4.5. Het beroep van appellant op het Handvest van de grondrechten van de Europese Unie slaagt niet, nu er geen sprake is van een situatie waarin het recht van de Unie ten uitvoer wordt gebracht (artikel 51 Handvest).
4.6. De Raad verwerpt het beroep dat appellant voor het overige heeft gedaan op bepalingen van internationaal recht. Hij heeft daarbij in aanmerking genomen dat dit beroep niet is onderbouwd en voorts dat veel van de bepalingen, waarop een beroep is gedaan, niet een ieder verbindend zijn als bedoeld in artikel 94 van de Grondwet. Dit laatste geldt ook voor het beroep dat appellant heeft gedaan op de UVRM.

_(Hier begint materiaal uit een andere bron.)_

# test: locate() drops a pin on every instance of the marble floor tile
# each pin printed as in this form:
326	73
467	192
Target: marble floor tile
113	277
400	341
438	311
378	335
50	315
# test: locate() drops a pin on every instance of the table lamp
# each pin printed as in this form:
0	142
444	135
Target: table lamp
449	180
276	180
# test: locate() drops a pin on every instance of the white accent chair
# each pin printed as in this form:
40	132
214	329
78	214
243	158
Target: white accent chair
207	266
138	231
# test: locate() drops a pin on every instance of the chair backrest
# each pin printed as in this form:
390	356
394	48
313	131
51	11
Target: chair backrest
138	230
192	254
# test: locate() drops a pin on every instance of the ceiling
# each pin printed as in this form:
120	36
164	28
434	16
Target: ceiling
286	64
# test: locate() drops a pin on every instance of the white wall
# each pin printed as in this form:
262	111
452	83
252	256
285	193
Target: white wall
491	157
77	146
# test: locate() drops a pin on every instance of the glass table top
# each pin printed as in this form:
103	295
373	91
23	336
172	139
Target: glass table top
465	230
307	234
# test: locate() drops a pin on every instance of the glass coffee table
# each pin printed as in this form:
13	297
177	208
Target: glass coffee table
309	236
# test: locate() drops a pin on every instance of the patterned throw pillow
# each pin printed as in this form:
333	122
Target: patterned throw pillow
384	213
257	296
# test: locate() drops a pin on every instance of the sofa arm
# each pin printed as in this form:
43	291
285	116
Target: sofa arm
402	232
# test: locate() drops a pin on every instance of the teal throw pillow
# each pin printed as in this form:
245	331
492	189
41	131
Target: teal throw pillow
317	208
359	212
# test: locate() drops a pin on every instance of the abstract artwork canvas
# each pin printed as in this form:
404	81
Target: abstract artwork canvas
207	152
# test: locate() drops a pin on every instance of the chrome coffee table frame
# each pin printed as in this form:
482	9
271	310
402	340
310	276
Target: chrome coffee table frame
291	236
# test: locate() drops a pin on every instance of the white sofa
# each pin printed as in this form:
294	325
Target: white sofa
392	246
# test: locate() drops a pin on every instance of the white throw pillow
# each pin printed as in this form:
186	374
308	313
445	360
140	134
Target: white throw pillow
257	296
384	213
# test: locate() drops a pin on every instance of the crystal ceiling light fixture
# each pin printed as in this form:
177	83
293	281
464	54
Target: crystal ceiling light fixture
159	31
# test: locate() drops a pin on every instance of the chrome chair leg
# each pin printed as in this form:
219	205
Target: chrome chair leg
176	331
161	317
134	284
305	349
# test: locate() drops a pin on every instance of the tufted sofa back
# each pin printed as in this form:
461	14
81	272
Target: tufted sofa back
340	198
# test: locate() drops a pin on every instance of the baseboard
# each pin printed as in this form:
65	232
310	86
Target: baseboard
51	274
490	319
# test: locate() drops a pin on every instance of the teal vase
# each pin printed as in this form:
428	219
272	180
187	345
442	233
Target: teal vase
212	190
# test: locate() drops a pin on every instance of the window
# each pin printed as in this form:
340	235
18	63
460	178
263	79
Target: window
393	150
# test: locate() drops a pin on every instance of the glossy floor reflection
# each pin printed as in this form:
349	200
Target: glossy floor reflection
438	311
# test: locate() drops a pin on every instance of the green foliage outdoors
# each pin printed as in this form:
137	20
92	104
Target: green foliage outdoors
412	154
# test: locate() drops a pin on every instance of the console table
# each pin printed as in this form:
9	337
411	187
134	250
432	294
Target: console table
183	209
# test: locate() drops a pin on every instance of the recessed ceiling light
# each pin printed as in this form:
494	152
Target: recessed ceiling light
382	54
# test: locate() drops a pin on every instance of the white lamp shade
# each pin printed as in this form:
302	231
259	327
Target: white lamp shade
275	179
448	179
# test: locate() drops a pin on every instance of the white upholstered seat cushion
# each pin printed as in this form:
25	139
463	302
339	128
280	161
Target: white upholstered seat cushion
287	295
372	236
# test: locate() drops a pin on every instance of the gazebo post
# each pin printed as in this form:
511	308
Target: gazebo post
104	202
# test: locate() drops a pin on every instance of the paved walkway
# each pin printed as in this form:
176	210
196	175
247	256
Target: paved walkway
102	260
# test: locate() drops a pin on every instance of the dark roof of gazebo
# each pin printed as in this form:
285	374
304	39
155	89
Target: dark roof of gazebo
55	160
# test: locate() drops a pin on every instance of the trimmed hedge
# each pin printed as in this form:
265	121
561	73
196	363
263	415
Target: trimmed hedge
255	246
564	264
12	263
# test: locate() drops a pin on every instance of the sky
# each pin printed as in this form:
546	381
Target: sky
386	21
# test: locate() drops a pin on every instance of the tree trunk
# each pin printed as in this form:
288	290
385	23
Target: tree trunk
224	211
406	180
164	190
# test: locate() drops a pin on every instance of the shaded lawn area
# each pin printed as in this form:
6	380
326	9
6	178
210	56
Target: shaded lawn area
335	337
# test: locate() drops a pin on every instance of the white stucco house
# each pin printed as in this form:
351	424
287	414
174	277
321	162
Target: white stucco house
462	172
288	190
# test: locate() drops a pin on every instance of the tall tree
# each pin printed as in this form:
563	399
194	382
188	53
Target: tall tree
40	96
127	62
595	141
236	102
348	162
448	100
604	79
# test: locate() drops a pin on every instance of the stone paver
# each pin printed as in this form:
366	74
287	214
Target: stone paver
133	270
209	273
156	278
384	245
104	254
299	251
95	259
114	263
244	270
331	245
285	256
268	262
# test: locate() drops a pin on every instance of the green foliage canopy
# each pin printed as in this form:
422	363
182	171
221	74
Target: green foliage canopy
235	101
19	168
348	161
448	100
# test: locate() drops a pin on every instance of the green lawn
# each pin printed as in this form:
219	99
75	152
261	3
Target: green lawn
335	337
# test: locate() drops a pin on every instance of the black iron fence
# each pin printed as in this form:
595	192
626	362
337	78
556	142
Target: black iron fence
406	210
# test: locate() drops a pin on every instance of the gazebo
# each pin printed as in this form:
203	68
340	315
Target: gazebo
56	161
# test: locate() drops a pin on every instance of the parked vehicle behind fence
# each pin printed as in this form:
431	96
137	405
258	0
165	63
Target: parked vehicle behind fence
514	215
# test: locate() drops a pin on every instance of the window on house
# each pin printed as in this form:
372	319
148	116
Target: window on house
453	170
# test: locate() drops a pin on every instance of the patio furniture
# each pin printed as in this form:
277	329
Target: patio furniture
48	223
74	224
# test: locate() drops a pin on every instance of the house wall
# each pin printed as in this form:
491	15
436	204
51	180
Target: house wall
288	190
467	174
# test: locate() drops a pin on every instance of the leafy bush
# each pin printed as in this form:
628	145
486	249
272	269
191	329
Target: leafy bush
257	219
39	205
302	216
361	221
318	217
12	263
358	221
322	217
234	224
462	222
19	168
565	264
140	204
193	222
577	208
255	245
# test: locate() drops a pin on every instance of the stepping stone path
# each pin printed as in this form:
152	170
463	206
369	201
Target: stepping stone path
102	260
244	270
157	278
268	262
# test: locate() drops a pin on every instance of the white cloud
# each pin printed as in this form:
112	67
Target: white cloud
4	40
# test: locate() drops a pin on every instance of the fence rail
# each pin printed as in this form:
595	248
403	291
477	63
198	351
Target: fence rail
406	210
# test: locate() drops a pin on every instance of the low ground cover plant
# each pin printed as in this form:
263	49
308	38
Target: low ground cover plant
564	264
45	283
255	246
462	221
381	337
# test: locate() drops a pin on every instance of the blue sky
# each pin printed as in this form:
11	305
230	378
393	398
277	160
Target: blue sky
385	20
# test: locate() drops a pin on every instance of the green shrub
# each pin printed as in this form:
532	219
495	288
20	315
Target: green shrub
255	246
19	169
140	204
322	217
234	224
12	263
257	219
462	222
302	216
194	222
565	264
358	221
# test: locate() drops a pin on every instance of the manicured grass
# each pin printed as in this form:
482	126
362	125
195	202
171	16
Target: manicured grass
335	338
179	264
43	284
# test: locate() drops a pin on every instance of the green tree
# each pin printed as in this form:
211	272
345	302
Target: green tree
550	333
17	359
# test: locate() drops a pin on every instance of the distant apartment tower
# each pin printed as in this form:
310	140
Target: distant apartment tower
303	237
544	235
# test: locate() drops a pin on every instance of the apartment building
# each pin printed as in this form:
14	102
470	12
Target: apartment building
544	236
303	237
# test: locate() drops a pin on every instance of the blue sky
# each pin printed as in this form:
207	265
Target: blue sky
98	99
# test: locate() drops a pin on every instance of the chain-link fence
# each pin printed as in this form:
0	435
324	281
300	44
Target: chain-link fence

4.7. Het betoog van appellant dat onder het begrip Rijk, zoals dat in de AOW was opgenomen tot 1990, mede moet worden begrepen Suriname voordat dit land onafhankelijk werd, wordt verworpen. De Raad verwijst hiervoor naar zijn vaste rechtspraak, waarin telkenmale is overwogen dat onder het begrip Rijk moet worden verstaan het Rijk in Europa. Zie bijvoorbeeld de uitspraak van 14 juli 2005, LJN AT9765. De door appellant aangedragen argumenten kunnen de Raad niet tot een ander oordeel brengen.
4.8. In hetgeen appellant overigens naar voren heeft gebracht heeft de Raad geen aanknopingspunt gevonden om tot een ander oordeel te komen. De Raad merkt hierbij nog op dat de uitsluiting van de verzekering van appellant rechtstreeks rust op artikel 6, eerste lid, onder a, van de AOW. Een (ongeschreven) hardheidsclausule vermag deze bepaling niet opzij te zetten.
4.9. Het hoger beroep slaagt niet. De aangevallen uitspraak dient te worden bevestigd.
5. Voor een veroordeling van een partij in de proceskosten van de andere partij ziet de Raad geen aanleiding.
BESLISSING
De Centrale Raad van Beroep bevestigt de aangevallen uitspraak.
Deze uitspraak is gedaan door H.J. Simon, in tegenwoordigheid van E. Heemsbergen als griffier. De beslissing is uitgesproken in het openbaar op 22 februari 2013.
(getekend) H.J. Simon
(getekend) E. Heemsbergen
Tegen deze uitspraak kunnen partijen binnen zes weken na de datum van verzending beroep in cassatie instellen bij de Hoge Raad der Nederlanden (Postbus 20303, 2500 EH
’s-Gravenhage) ter zake van schending of verkeerde toepassing van bepaling inzake het begrip kring van verzekerden.